The line sizes for all levels are typically the same. If they weren't then coherency and OS cache management would become more complicated. With that said, a cache that has valid/dirty bits for partial lines is called a sectored cache (a very old technique first used in the 360/85). The only recent microarchticture that I know of that uses a sectored cache is the NVIDIA Fermi GPU family, which appear to use a sectored L2 with 128-byte lines and 32-byte sectors [*].
-- Patrick
[*] I determined that empirically by looking at the relative performance of 32-byte texture cache line fills and 128-byte L1 line fills with various address patterns - Nvidia have never publically described the Fermi L2 configuration that I know of.
> Sorry to switch subject, I have a question I do not know where to ask:
> (please note I am not a hardware specialist)
>
> A processor with two layer cache writes a byte to zero, none of the memory is in cache.
> So the processor system looks for the address in layer 1 cache, do not find it, looks
> in layer 2 cache, do not find it, instruct the layer 2 cache to fetch the memory.
This depends on the allocation policies of the L1 and L2 caches. Many modern processors default to "allocate on read miss" (or simply "read-allocate") for either L1 or both, which means that a cache line will only be allocated if a *load* misses the cache. You've specified a store above, so in such a core there would be no changes to the cache contents. The reasoning behind the read-allocate policy is that many workloads involve streaming write-only data (no temporal locality, entire cache line will be over-written). Loading the old version of such data from memory or evicting other data from cache are both counterproductive, so you ideally want it to bypass cache.
Microarchitectures with "allocate on read miss" policies invariably feature write-combining buffers, which are a small number of cache-line-sized buffers that accumulate data from stores that miss cache. This allows the core to exploit spatial locality by coalescing adjacent writes into (up to) cache-line-sized transactions. In most microarchitectures loads can snoop the write-combining buffers. In my experience the combination of read-allocate caches and snooped write-combining buffers works very well for a wide range of workloads.
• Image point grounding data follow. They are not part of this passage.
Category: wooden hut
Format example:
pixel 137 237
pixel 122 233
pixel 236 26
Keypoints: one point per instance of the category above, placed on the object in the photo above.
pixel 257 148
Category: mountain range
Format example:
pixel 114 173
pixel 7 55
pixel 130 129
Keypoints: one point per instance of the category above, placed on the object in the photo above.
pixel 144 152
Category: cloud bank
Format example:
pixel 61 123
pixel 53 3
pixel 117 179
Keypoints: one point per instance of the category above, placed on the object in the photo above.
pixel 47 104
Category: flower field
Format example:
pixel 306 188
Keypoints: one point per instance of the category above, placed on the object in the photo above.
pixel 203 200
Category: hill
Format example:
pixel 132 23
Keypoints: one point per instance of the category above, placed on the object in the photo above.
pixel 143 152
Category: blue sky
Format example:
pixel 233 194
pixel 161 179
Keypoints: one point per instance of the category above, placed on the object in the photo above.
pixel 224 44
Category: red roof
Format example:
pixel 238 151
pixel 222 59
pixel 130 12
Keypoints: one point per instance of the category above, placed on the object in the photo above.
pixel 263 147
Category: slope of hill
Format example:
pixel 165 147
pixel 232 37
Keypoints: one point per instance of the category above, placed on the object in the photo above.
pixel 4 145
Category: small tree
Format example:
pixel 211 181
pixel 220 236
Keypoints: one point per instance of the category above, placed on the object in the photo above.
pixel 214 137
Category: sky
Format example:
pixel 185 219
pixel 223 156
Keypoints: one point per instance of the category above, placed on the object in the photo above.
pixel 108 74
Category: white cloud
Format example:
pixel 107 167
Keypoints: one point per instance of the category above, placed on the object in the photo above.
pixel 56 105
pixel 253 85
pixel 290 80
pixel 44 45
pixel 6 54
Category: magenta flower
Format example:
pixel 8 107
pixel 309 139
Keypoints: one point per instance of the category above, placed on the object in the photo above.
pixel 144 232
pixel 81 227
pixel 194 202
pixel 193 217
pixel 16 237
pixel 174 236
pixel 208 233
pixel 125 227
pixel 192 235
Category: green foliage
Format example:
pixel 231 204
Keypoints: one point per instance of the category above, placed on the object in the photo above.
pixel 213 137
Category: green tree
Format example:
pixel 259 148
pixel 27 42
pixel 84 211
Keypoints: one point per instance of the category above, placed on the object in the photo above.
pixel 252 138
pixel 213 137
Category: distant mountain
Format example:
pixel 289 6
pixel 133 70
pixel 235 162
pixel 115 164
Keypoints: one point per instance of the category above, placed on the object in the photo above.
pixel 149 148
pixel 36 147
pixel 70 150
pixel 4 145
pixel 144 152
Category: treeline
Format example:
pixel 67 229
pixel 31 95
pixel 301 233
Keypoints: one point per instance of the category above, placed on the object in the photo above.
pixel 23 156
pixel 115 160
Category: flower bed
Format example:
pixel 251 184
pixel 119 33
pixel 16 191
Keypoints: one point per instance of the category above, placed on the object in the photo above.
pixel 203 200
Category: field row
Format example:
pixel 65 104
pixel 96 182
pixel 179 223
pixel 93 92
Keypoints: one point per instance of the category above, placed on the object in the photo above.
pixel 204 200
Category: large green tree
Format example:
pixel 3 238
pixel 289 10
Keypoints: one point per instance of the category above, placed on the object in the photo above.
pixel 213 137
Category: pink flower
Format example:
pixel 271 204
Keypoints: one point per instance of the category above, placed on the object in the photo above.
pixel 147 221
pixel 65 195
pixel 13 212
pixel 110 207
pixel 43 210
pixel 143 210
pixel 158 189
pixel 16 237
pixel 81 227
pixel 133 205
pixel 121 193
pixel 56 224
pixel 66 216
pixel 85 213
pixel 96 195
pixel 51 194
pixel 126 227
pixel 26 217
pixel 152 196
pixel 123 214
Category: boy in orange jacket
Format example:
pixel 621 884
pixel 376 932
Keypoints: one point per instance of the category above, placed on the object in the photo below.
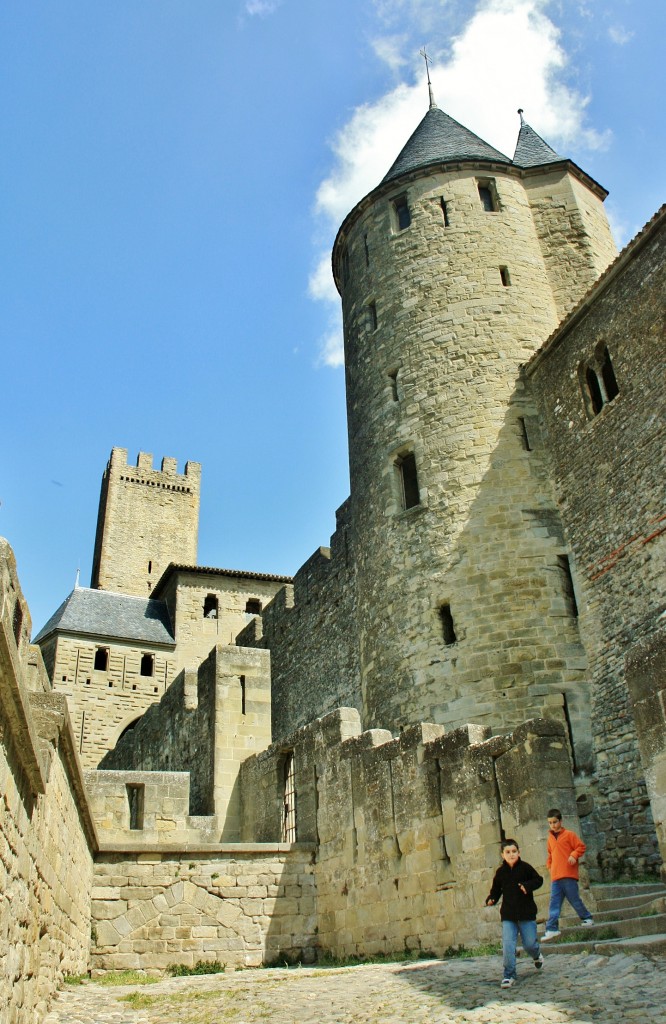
pixel 565 850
> When the layer 1 cache line is filled, the instruction to clear the byte executes.
> If at that point both layer cache are no more needed and evicted,
No. If the cache uses an allocate-on-write-miss allocation policy then the line will stay in cache until evicted based on its replacement policy (LRU, random, adaptive, etc).
> what size is written
> back to memory: a layer 1 cache line or a layer 2 cache line (which would be a lot bigger).
> In other words, is there "dirty bits" for every layer 1 cache line inside the layer 2 cache?
The line sizes for all levels are typically the same. If they weren't then coherency and OS cache management would become more complicated. With that said, a cache that has valid/dirty bits for partial lines is called a sectored cache (a very old technique first used in the 360/85). The only recent microarchticture that I know of that uses a sectored cache is the NVIDIA Fermi GPU family, which appear to use a sectored L2 with 128-byte lines and 32-byte sectors [*].
-- Patrick
[*] I determined that empirically by looking at the relative performance of 32-byte texture cache line fills and 128-byte L1 line fills with various address patterns - Nvidia have never publically described the Fermi L2 configuration that I know of.